Texas Tech University

Women in Research

TTU professor Katharine Hayhoe, co-director of the Climate Science Center

Texas Tech University professor Katharine Hayhoe, co-director of the Climate Science Center, tells female students who are interested in an academic career to learn from those who've gone before, offer a hand to those behind, don't be afraid to fail, and don't spend your life on something you're not excited about.

Climate Science Center's Katharine Hayhoe

During Spring 2020, Texas Tech celebrates women faculty who exemplify excellence in research, scholarship, creative activity, teaching, and mentoring.

4.2.2020

Katharine Hayhoe, a professor in the Department of Political Science and co-director of the Climate Science Center, focuses her research toward developing and applying high-resolution climate projections to evaluate the future impacts of climate change on human society and the natural environment.

She has published over 125 peer-reviewed abstracts and publications and served as lead author on key reports for the U.S. Global Change Research Program and the National Academy of Sciences, including the Second, Third and Fourth U.S. National Climate Assessments and the 2017 Climate Science Special Report.

In the question-and-answer session that follows, Hayhoe shares the basics of her success.

What inspired you to work in your field/area of expertise?

My undergraduate degree is in physics and astronomy, and I was planning to pursue a graduate degree in astrophysics when, to complete my degree, I needed another breadth requirement. I noticed there was a new class on climate science being offered and thought it looked interesting—so I took it, and it changed my life.

I'd always thought of climate change as an environmental issue—an issue that environmentalists cared about and would try to fix, while the rest of us wished them well. Instead, in that class I learned that climate change is, as the U.S. military now calls it, a threat multiplier.
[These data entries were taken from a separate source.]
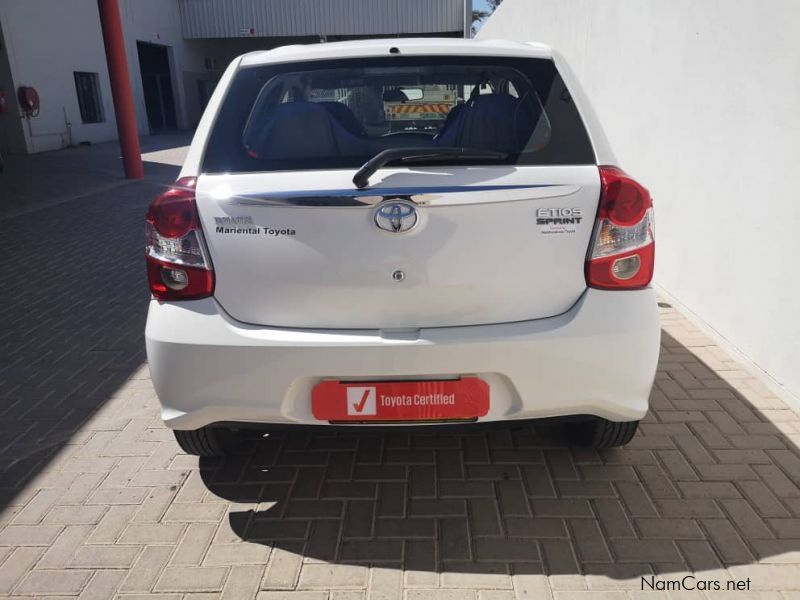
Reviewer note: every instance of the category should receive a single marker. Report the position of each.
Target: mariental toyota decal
(466, 398)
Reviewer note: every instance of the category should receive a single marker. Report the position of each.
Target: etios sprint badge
(558, 220)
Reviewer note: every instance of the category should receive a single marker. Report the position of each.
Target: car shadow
(73, 303)
(709, 483)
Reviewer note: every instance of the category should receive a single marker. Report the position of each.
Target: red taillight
(178, 267)
(622, 253)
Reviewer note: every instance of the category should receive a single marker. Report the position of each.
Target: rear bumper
(599, 358)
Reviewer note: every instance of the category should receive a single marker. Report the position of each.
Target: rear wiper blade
(361, 178)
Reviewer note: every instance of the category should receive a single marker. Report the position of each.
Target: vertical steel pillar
(114, 41)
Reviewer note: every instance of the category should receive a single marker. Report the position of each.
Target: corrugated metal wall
(268, 18)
It takes the most serious humanitarian issues confronting humanity today—hunger, poverty, lack of access to clean water, injustice, refugee crises and more—and it makes them worse.

Once I knew that, how could I not do everything I could to help fix this huge global challenge?
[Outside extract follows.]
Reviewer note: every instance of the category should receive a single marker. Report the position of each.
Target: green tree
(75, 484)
Who inspired you to pursue academia?

A love of learning and science runs in my family. My great-great grandmother Suzanne was a governess; though not particularly well off, she still managed to send all four of her daughters to university in the 1910s, a time when it was unusual for women to pursue higher education. Her daughter Doris did the same; in the 1930s, my grandmother Emilie earned a degree in science education from McGill University, where she worked as a research assistant for Dr. Vibert Douglas, the first Canadian woman to become an astrophysicist and the first woman president of the Royal Astronomical Society of Canada. Emilie didn't work outside the home after she married, but she passed her love of science and learning on to her eight children, all of whom also graduated from university and three of whom, including my father, went on to earn multiple graduate degrees. So my inspiration to pursue learning through academia dates back not only years, but generations!

What would you tell your female students interested in pursuing an academic career?
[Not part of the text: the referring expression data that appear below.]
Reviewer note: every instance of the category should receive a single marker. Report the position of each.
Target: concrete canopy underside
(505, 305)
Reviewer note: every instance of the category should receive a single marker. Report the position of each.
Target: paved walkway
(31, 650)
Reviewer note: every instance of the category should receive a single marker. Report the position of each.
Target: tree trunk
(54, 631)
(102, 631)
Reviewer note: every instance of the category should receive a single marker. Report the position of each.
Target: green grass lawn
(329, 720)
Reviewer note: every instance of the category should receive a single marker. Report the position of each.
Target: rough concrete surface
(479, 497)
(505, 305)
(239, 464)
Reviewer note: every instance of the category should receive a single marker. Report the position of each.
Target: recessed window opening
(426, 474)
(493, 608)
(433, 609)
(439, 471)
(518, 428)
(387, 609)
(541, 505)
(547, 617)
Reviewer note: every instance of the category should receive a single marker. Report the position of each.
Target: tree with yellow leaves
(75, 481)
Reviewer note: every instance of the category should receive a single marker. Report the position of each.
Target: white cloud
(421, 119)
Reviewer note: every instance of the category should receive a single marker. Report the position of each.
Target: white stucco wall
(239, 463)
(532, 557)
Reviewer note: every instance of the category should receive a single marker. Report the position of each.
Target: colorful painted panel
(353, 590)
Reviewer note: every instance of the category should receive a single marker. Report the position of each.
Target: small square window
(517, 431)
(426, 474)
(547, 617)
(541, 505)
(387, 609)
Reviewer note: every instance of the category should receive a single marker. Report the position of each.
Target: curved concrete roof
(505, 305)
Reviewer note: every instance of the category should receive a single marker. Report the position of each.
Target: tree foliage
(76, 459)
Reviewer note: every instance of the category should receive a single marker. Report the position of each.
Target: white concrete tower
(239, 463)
Learn from those who've gone before, and offer a hand to those behind you. Don't be afraid to ask questions along the way and don't be afraid to fail: it's from our failures that we learn our greatest lessons.

Most of all, though, follow your heart and find your passion. Don't spend your life on something you're not excited about, that doesn't allow you to express who you are and what you care about.

Each one of us has a unique set of abilities and perspectives that no one else has. Our contribution can't come from anyone else: it has to come from us. So most of all, be your unique self!